Cement became the ideal material for the post-revolutionary period in Mexico due to its alignment with the industrial logic of the time and its efficiency in meeting the demands of the early 20th-century construction boom. To promote its widespread use, the Portland Cement Promotion Committee was established in 1923 by various industry stakeholders. However, its acceptance and popularity were not immediate.
During this period, Federico Sánchez Fogarty—editor of several magazines throughout the 1920s and 1930s—emerged as a key figure in shaping the public discourse around construction and materials. Far ahead of his time, he recognized the immense value of public relations within the industry, the strategic importance of collaboration with other creative agents, and the latent political power of the rising corporate construction sector.
One of his most significant platforms was Cemento magazine, published between 1925 and 1929 with a monthly circulation of 12,000 copies across the country. The magazine sought to inaugurate a new era in construction through new symbols and language. Through its pages, the cement industry built a carefully curated narrative that elevated cement to an almost cult-like status—tailored to the post-revolutionary national discourse and the broader economic and social reconstruction of the country.

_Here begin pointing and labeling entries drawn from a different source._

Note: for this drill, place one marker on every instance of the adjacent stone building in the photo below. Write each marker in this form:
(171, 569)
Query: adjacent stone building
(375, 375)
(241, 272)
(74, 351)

The magazine’s 30 covers allow us to trace the ideological evolution of the material and understand how cement came to occupy a place in the popular imagination. Cement played a defining role—across multiple scales—in the shaping of Mexican modernity in the early 20th century. It became a tool of ideological indoctrination, offering both specialists and the general public the knowledge and technical resources to adopt it as part of a new revolutionary nationalist vision. In this context, cement was framed as both symbol and substance: “the letter and the verb of contemporary architecture.”